She pondered a moment. “Do you want to hear the long story or the short one?” she finally asked.
“The longer story if you have the time.”
She gazed through the window where the sun was setting behind the mountains in the northwest and said in a soft voice, “I’ve got plenty of time now.”
She then started to tell the story, talking relentlessly for hours. Kjartan listened intently, and they both became oblivious to the passage of time.
Finally, the story ended, and Johanna silently leafed through the Munksgaard edition. Kjartan was also silent and pensive. Then he took out the sheet that Reverend Hannes had given him with Gaston Lund’s answers to the Flatey enigma.
“Do you know the story of the Flatey enigma?” he asked.
Johanna nodded. “I’ve read the questions. My father spent hours grappling with it.”
“Was he able to solve the riddle?”
“He’d figured out the key to the solution. I don’t know if anyone else got as far as he did, since living here gave him daily access to the clues in the library. He knew that the answers to the first thirty-nine questions were useless until the answer to the fortieth question was found. There was no other way of verifying the answers. He overexerted himself the night he unraveled the clue and collapsed by this table here. I found him really ill on the floor. Thormodur Krakur helped me to get him home on his cart. My father never got back on his feet to be able to complete the task after that, and he didn’t want me to finish it. His notes have been waiting here ever since.” Johanna pulled a ring binder off one of the shelves.
“I’ve got a copy of the professor’s answers here,” Kjartan said. “Can you help me to understand the questions and answers?”
“Yes, probably,” she said pensively. “I can try.”
Johanna leafed through the Munksgaard book until she found the loose sheets with the Flatey enigma. She placed them to the side where she could see them and also took a sheet out of her father’s folder. Then she read out the questions one after another, checked the answers that her father had guessed, and looked up the relevant chapters in the Munksgaard book with her nimble fingers.

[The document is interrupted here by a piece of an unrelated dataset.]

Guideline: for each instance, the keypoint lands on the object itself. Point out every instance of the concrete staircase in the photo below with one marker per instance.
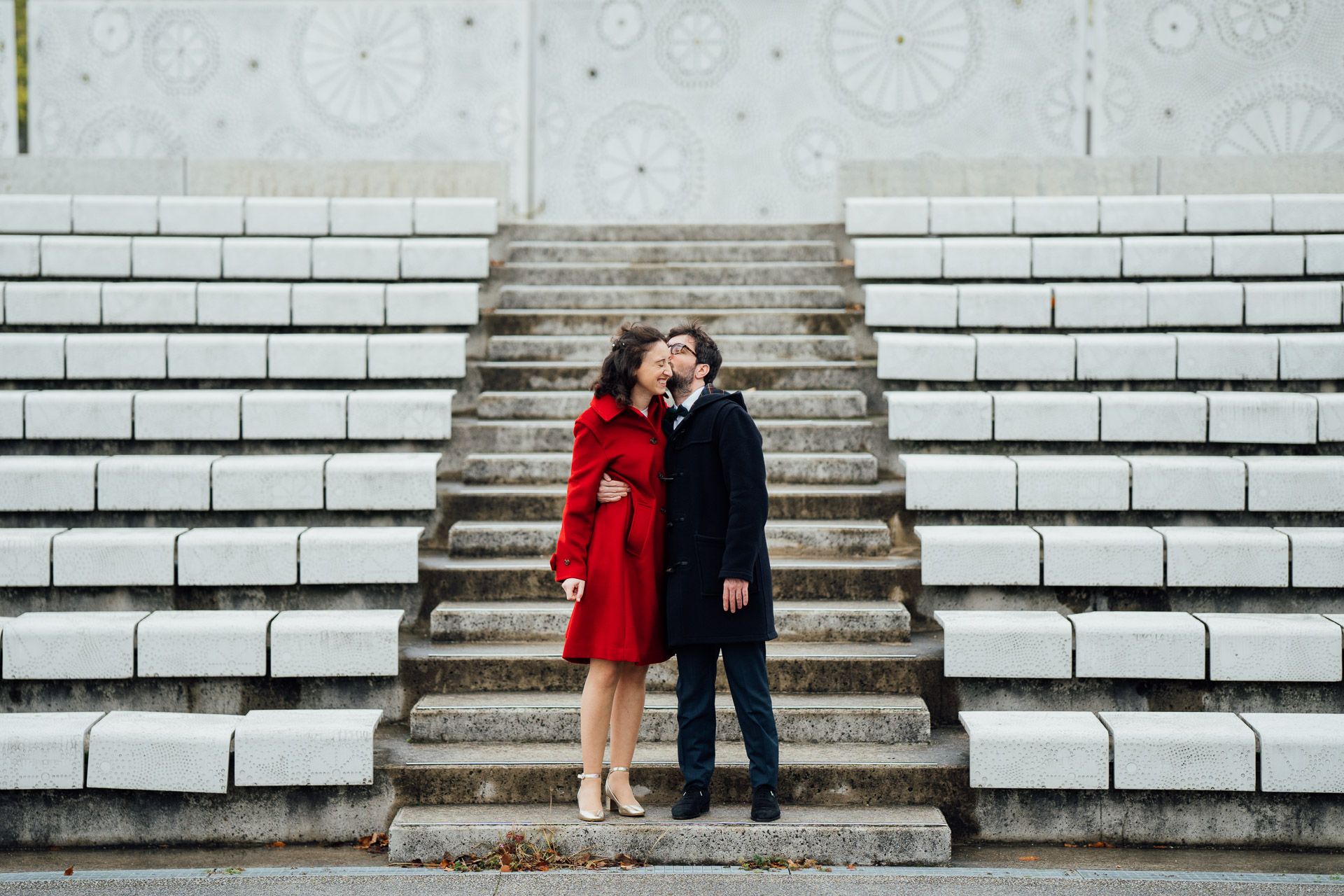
(492, 741)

She knew all these pages so well and found the right chapters in the bat of an eyelid. Running her finger over the text, she occasionally read a few lines out loud, but she generally just gave Kjartan an overview of what the chapter was about. Kjartan limited himself to a silent nod whenever Gaston Lund’s answers were the same as those of Bjorn Snorri, but otherwise he read out the alternative answer. In this manner they went though each of the forty questions, one after another…
Question nineteen: Cannot be hidden from. First letter. Thormodur walked up to the cook and grabbed a haggis, broke it in two, and ate half. The cook said, “The king’s men have poor manners, and he wouldn’t be too happy about this if he knew what you were doing.”
Thormodur answered, “We often act against the king’s wishes. Sometimes he knows it, sometimes he doesn’t.”
The cook said, “It cannot be hidden from Christ.”
“I guess not,” said Thormodur, “but if half a haggis is to be the only thing that stands between me and Christ, we would be quite satisfied.”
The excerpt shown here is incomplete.